Pahala seorang guru akan terus mengalir walaupun dirinya telah meninggal. Rasulullah saw. bersabda, “Jika seorang insan meninggal, maka terputuslah amalnya kecuali tiga amal, yakni sedekah yang mengalir, ilmu yang bermanfaat, dan anak saleh yang selalu mendoakan kedua orang tuanya.” (HR Al-Tirmidzi).
“Barang siapa memuliakan orang alim (guru), maka ia memuliakan aku (Rasulullah). Dan barangsiapa memuliakan aku, maka ia memuliakan Allah. Dan barangsiapa memuliakan Allah, maka tempat kembalinya adalah surga.” (Sabda Rasulullah saw. seperti yang dikutip dalam Lubab al-Hadis oleh Imam Jalaluddin al-Suyuthi).

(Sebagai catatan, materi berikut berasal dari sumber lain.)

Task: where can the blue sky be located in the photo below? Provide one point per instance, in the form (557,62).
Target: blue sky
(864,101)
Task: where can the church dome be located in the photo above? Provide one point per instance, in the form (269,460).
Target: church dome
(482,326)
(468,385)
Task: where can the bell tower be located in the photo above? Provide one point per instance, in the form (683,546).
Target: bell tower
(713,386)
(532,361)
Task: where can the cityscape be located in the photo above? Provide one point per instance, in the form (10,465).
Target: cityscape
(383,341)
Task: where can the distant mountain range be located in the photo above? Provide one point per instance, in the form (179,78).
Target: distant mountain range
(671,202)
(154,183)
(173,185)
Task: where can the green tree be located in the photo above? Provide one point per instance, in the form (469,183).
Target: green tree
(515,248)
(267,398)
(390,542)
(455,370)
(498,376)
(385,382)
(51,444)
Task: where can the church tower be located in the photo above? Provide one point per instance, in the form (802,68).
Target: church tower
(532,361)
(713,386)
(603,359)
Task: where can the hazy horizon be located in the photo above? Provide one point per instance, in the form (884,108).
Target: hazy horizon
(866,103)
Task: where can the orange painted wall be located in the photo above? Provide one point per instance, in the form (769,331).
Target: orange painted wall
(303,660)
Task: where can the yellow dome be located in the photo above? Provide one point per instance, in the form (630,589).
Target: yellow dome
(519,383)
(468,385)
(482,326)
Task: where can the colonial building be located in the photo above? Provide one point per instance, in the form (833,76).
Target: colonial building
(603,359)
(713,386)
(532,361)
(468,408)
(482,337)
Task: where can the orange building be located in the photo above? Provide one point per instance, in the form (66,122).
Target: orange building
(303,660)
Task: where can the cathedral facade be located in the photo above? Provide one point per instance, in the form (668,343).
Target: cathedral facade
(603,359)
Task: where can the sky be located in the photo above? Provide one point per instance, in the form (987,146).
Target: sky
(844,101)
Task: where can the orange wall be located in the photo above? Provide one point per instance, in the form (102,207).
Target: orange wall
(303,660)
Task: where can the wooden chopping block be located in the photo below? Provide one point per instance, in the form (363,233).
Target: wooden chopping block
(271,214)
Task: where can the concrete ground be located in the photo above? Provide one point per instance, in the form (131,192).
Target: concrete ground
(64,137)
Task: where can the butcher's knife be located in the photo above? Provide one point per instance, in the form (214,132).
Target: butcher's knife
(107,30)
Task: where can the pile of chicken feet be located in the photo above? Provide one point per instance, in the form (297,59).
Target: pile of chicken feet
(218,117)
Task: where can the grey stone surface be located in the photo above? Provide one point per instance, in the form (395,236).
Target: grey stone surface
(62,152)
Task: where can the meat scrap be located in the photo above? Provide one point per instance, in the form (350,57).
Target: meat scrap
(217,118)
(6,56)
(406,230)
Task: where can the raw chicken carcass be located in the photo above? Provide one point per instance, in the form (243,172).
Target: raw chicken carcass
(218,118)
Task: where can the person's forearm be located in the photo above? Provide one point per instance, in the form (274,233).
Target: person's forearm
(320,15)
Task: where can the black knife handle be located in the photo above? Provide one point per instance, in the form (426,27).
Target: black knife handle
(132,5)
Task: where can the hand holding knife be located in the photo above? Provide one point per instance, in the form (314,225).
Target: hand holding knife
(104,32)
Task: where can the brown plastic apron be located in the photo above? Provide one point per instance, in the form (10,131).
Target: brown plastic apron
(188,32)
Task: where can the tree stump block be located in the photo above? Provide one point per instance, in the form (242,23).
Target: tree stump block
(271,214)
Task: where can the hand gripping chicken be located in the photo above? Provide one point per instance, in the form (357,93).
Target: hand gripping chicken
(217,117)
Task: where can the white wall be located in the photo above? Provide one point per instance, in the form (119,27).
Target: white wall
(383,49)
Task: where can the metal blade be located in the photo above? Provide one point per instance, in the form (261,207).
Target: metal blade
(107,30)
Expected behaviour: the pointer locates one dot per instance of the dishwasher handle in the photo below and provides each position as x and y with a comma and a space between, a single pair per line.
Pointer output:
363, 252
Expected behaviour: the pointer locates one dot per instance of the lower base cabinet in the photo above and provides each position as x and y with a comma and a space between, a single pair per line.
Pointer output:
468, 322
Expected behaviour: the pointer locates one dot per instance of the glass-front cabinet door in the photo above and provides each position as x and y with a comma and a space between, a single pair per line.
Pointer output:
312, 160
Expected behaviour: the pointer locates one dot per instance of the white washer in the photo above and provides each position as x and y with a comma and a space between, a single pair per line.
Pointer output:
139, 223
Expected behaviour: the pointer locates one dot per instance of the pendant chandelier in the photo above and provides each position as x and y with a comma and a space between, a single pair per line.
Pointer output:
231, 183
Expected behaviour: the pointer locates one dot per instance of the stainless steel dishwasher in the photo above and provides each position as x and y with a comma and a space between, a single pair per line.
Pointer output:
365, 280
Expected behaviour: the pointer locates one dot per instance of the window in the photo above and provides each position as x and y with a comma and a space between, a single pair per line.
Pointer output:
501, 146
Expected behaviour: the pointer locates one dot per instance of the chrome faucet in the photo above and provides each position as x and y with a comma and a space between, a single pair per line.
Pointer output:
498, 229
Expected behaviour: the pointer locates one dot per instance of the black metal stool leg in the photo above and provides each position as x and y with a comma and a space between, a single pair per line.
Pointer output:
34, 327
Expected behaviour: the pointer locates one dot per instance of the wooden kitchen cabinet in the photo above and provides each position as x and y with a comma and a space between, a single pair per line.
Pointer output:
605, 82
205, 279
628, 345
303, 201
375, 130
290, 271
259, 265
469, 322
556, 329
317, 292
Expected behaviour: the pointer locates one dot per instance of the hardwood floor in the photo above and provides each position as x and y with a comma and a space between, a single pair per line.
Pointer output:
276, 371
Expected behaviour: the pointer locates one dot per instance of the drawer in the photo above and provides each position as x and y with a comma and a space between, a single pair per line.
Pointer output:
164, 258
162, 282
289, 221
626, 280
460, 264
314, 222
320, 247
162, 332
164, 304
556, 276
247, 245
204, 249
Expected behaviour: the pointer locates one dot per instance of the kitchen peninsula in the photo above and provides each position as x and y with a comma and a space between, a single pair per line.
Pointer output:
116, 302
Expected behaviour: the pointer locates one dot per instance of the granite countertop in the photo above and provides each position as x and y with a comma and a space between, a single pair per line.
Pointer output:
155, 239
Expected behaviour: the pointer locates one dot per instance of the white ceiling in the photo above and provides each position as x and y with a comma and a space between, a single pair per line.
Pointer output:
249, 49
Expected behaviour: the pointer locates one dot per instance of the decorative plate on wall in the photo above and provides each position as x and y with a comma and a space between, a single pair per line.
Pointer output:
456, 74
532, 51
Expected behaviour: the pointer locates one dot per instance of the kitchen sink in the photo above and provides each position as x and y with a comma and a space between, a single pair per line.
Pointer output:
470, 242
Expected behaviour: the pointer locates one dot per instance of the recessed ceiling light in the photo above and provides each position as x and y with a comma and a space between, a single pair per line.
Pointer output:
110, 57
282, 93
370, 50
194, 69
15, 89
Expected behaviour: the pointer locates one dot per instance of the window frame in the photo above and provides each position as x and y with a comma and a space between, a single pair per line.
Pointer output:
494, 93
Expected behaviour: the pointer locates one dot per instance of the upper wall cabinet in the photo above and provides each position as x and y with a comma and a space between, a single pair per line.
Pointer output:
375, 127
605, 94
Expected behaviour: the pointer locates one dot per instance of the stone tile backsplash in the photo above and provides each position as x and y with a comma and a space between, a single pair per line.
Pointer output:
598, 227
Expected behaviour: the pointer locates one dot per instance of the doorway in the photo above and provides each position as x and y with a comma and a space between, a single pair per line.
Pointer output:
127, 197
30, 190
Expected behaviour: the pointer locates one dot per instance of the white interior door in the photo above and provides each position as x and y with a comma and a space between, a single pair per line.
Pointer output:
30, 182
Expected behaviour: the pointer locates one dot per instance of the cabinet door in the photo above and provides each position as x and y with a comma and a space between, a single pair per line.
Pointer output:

Oleh karena itu, sangat penting untuk menghargai guru dan menghormati mereka karena guru itu memiliki profesi mulia yang sudah seharusnya dijaga muruahnya. Dengan optimalisasi guru dalam mengajar pun akan muncul generasi yang berkepribadian Islami dan siap membangun peradaban yang gemilang.
Dengan itu, Islam sangat diperlukan untuk benar-benar melindungi guru dari bentuk kriminalisasi guru. Semua ini hanya akan terwujud melalui penerapan sistem Islam dalam naungan Khilafah, sehingga guru dapat dimuliakan.